How to create a lollipop chart in tableau

This recipe helps you create a lollipop chart in tableau

Recipe Objective - How to create a Lollipop Chart in Tableau?

The Lollipop chart is used to compare categorical data points. The length of the bar represents the magnitude and color flags in the category. It is a composite chart with bars and circles.

Steps to create a Lollipop Chart.

Step 1 > Connect the "NFL Offensive Player stats, 1999-2013.xlsx" data set.

Step 2 > Drag the "College wins" measure and drop it onto the column shelf.

Step 3 > Drag the "Hometown" dimension and drop it onto the row shelf.

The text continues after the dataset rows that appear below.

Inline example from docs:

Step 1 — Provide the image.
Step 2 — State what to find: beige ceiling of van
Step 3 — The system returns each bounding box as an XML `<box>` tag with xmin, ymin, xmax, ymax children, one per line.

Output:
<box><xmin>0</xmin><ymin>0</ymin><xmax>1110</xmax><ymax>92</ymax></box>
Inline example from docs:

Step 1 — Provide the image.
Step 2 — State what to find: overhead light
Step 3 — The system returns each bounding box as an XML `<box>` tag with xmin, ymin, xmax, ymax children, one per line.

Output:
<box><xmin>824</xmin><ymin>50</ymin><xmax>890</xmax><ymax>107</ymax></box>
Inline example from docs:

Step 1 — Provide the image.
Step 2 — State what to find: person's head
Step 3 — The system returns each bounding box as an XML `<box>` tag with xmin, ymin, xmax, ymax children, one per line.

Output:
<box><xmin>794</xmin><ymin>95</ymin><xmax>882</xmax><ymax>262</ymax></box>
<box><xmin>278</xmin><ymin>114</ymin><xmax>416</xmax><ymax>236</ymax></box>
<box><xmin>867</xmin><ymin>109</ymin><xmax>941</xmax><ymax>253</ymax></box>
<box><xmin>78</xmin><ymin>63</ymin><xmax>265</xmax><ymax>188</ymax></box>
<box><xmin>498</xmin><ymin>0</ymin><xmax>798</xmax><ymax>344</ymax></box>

Step 4 > Drag the "College wins" measure and drop it onto the top side of the view of the y-axis, which will display dashed lines.

Step 5 > Right-click on the y-axis and select Synchronize axes to synchronize the two axes.

Step 5 > Select the Bar chart type in the second marks card drop-down menu option.

Step 6 > Navigate to the Format -> Lines and set Grid Lines as None into Columns.

Step 7 > Drop the "Hometown" dimension in the color field.

Step 8 > Edit y-axis headers by keeping size at 8 pts, text Bold, and decrease bars' size.

Our Lollipop Chart is Ready!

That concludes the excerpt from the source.